Le bruit du cliquetis des chaussures se répercuta du sol au plafond et résonna dans toute la pièce. L’homme était enveloppé d’une aura d’énergie lorsqu’il marchait, et il n’y avait probablement personne dans tous les pays qui pouvaient le battre au combat. Une elfe à la peau sombre tenait son estomac trempé de sang et le regardait avec des yeux passionnés alors qu’il s’approchait. Ses joues devenaient plus rouges à mesure qu’il s’approchait, et un frisson descendit le long de sa colonne vertébrale lorsqu’il s’approcha de son visage.

« … Ève, es-tu blessée ? »

« Oh, non, s’il vous plaît ne vous inquiétez pas pour ça, Lord Zarish. »
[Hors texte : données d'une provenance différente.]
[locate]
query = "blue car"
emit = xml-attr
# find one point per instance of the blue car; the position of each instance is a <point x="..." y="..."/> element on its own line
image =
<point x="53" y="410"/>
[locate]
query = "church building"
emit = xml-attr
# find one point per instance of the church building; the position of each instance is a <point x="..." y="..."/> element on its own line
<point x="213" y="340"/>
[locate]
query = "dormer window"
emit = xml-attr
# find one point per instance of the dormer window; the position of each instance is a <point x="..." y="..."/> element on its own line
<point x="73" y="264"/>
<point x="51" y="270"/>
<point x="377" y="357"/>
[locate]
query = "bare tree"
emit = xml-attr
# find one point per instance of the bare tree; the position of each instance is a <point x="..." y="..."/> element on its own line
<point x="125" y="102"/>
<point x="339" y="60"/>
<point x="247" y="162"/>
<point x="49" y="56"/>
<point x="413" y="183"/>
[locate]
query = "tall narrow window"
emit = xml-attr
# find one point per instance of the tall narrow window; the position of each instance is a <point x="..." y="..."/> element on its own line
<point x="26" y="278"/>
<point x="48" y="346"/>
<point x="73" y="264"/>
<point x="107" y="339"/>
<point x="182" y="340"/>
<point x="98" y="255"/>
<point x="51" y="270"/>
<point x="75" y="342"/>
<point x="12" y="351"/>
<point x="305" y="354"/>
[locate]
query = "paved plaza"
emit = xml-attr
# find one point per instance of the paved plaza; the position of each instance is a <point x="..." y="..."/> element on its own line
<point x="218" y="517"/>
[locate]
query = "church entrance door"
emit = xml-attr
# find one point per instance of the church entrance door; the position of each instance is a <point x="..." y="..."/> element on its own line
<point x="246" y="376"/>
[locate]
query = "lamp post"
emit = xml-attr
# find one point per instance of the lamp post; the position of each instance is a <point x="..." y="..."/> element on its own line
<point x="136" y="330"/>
Le jeune homme avait baissé la tête, comme s’il était confus. Il semblait que ce n’était pas ce qu’il avait voulu dire par son commentaire. « Tu es la seule à avoir été blessée. Si tu échoues à nouveau, j’aurai une réflexion à mener. »

« Ah !? »

Ses yeux s’étaient ouverts comme si elle avait reçu de la glace, mais le jeune homme ne la regardait plus. Il se leva comme s’il avait perdu tout intérêt, puis se remit à marcher. Il y avait en fait une autre femme qui avait suscité son intérêt plus qu’elle. Cette femme qu’il avait rencontrée à l’oasis… à cause d’elle, son intérêt pour Ève avait diminué. Une draconienne et une sorcière spirituelle elfique — toutes deux étaient assez rares, et sa suspicion qu’il y avait quelque chose en elle s’était transformé en confirmation lorsqu’il avait entendu qu’ils étaient les premiers à faire tomber le maître du premier étage. En réfléchissant à ses différentes options, il avait continué à marcher seul. C’était un collectionneur célèbre, mais sa collection était limitée. Il avait touché les nombreuses bagues de ses doigts, une habitude de longue date. Zarish était entré dans un endroit à bout de souffle, avait mis en place un cercle magique, puis n’avait parlé à personne en particulier :

« Maintenant, commençons. Êtes-vous tous prêts ? »

Sa voix avait résonné dans la petite pièce, puis s’était éteinte sans que personne ne l’entende. C’est ici, dans cet ancien donjon, que tout avait commencé.